As can be quickly theorized, this new milieu presents an immediate predicament to religious groups who view proselytization as a means for seeking the common good by offering to as many as possible the chance to partake in the greatest good of communion with God. Social ethics aside, Christians cannot entirely withhold the promise of what Henry himself called the “redemptive solution” of Christianity in public theology. Therefore, public theology becomes a matter of religious liberty as a component of defending the integrity of Christian social witness.

My head is always a bit askew when I notice so many evangelicals misappropriating a Christian understanding of religious liberty as solely an instrument for slandering our opponents. The shock jock impulse of engaging in punditry just to aggravate is “zeal without knowledge” in its deepest sense. Fundamentally, religious freedom for believers pertains to the right to share and behave in accordance with the raw proclamation of our faith without reservation. Thinkers such as Lactantius and Tertullian articulated religious liberty’s necessity in this constructive light not to keep the peace with Rome but due to one’s direct responsibility before God as one made in his image to account for either belief or unbelief in him. Religion isn’t something meant to be kept to ourselves; it’s innately meant to be one of the most important realities of our nature, so it must be shared in ways that prove its significance to an individual believer in the warp and woof of life. Man is absolutely a rational animal, but he is most basically a believing one.

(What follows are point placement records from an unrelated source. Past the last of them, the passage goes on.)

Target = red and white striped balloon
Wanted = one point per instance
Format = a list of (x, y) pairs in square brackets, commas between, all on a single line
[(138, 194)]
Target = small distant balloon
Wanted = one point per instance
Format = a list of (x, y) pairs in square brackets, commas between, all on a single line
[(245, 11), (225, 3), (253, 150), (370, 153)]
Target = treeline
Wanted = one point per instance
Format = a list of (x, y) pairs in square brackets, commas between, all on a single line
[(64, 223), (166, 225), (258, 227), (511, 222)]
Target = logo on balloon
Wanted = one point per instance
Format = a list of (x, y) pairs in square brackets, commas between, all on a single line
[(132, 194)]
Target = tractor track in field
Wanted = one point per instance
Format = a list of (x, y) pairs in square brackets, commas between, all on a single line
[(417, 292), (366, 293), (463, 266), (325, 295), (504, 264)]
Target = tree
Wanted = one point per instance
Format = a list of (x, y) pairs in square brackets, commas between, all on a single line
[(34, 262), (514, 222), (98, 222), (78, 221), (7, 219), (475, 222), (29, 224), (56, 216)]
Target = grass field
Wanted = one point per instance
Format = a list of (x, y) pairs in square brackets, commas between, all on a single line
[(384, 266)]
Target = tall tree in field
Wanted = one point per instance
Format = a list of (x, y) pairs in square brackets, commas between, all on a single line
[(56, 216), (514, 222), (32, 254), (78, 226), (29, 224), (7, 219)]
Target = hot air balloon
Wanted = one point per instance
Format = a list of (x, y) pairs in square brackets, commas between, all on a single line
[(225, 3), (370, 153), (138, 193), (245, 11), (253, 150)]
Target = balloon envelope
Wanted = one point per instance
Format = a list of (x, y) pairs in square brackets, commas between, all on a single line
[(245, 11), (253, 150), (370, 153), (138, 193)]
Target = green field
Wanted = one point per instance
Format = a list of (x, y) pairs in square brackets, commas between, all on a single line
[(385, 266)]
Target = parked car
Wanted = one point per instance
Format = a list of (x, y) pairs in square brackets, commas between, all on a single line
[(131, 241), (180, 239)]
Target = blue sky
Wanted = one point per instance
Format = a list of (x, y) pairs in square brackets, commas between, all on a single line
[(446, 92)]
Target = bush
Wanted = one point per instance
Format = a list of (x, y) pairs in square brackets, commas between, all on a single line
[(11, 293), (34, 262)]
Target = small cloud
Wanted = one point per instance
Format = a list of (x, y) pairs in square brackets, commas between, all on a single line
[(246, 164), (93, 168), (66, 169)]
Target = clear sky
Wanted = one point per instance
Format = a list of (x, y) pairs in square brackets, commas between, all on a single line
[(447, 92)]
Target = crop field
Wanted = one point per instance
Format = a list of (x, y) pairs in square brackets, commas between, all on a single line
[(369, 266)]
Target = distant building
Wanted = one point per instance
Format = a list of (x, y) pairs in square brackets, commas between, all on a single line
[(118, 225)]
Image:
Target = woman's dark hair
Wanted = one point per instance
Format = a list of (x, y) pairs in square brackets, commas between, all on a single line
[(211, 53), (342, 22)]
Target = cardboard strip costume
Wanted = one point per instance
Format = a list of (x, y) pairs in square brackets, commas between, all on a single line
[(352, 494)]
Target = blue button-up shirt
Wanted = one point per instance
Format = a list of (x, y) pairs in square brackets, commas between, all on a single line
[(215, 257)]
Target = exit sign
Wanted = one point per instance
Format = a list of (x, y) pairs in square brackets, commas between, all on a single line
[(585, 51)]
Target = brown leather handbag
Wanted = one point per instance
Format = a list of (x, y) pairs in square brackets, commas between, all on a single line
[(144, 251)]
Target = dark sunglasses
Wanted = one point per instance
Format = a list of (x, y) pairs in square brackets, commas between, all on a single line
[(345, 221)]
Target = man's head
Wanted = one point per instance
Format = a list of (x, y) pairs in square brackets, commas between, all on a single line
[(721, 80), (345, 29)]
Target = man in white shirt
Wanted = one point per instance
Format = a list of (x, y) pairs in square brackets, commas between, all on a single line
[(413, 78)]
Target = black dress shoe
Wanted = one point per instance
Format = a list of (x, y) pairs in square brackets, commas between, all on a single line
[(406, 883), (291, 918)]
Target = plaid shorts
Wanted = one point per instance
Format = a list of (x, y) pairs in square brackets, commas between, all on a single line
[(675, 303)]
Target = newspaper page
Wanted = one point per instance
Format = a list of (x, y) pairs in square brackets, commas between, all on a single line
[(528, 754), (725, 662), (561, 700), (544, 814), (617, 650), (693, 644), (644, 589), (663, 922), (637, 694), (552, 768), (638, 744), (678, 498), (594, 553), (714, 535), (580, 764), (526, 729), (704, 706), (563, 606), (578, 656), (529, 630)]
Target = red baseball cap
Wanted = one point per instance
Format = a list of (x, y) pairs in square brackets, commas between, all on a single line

That leads to the rub found when theology goes public amongst the competing votaries of our day. In Political Church: The Local Assembly as Embassy of Christ’s Rule, Jonathan Leeman presents one of the more realistic designations of the public square as principally being a “battleground of gods,” ideological or otherwise. Therefore, presumed neutrality is always an illusion since everyone has a value they’re willing to render ultimate at the expense of the positive freedoms of others.

There are two equally unfaithful extremes evangelicals now face with such an arena at the threshold. One is to grow so this-worldly that we try to overtake the earthly city by charm or by force. Another is to simply deliver our apologetic, well, unapologetically. We are undoubtedly confronted with a resurgent paganism, one that desires that same pluralistic “ease” of civil religion which David Hume and Edward Gibbon longed to bring back from the ruins of Rome. Unfortunately, Christian theology can’t help but be public so as to keep the modern conscience on its toes, and it should come as no surprise that many who are already tilling vanity dislike being disturbed.

We’re left in the same predicament that any faithful disciple from the early church felt when confronted with the convenience of idolatry. Our boldness is called upon both in regards to present depravity and future judgment, and maintaining the balance of our investment in confronting them is that which needs a sober eschatology to propel it. Keeping our theology to ourselves does us no favors in courting secularity. Making it public is simply a matter of trust in knowing where our fleeting diligence ends and the true end of history finally takes hold.